IndonesiaBuzz: Halo Jatim – Tim gabungan dari Ditresnarkoba Polda Jawa Timur dan Polres Lumajang menggerebek ladang ganja di kawasan Taman Nasional Bromo Tengger Semeru (TNBTS), tepatnya di Desa Argosari, Kecamatan Senduro, Lumajang.
Penggerebekan ini dilakukan pada akhir September 2024 setelah kepolisian melakukan investigasi mendalam selama beberapa minggu sebelumnya.
Dalam operasi gabungan tersebut, petugas berhasil menemukan ribuan tanaman ganja yang ditanam secara tersembunyi di lereng Gunung Semeru. Selain itu, empat tersangka yang diduga terlibat dalam penanaman ganja berhasil ditangkap. Petugas juga menyita beberapa kilogram ganja kering yang ditemukan di lokasi.
Penemuan ini bermula dari penangkapan dua tersangka berinisial MLD (44), warga Dampit, Malang, dan KSN (45), warga Poncokusumo, Malang.
“Awalnya kami menangkap seseorang di wilayah Dampit, yang kemudian dikembangkan ke Wajak. Dari situ, dua orang diamankan. Salah satunya mengarah pada lokasi penanaman ganja di lereng Gunung Semeru seluas satu hektare. Saat pengecekan ke lokasi, kami menemukan bekas ladang ganja,” jelas KBO Satreskoba Polres Malang, Iptu Supardi.
Supardi menjelaskan, petugas menemukan bekas ladang ganja yang diduga sudah dipanen, terlihat dari sisa-sisa tanaman ganja yang masih ada di lokasi.
“Saat di lokasi, kami menemukan bekas tanaman ganja yang baru dipanen dan dibakar. Luasnya kurang lebih satu hektare di lereng Gunung Semeru,” ungkapnya.
Dari hasil pengembangan kasus, petugas mengamankan 38.000 batang ganja dari 48 titik lokasi yang tersebar di area hutan terpencil, jauh dari jangkauan warga dan petugas, sehingga sulit ditemukan.
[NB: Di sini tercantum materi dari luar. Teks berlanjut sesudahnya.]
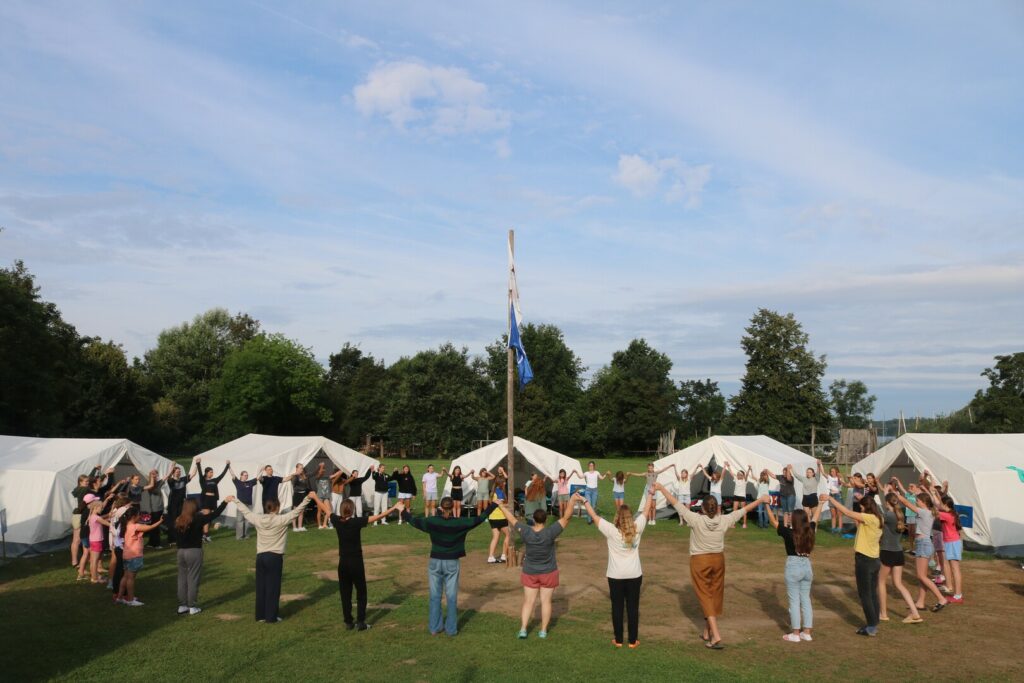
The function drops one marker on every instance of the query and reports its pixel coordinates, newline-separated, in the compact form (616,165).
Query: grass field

“Kami berhasil mengamankan 38.000 batang tanaman ganja dari lokasi penggerebekan,” kata Dirresnarkoba Polda Jatim Kombes Robert Da Costa, Selasa (24/9/2024).
Selain itu, para pelaku diduga memusnahkan sebagian tanaman ganja dengan cara membakar sisa panen di lokasi.
Operasi ini merupakan bagian dari Operasi Tumpas Semeru 2024, yang bertujuan untuk memberantas peredaran narkoba di wilayah Jawa Timur. Penemuan ini menambah daftar panjang kasus narkotika yang berhasil diungkap di kawasan TNBTS dan sekitarnya.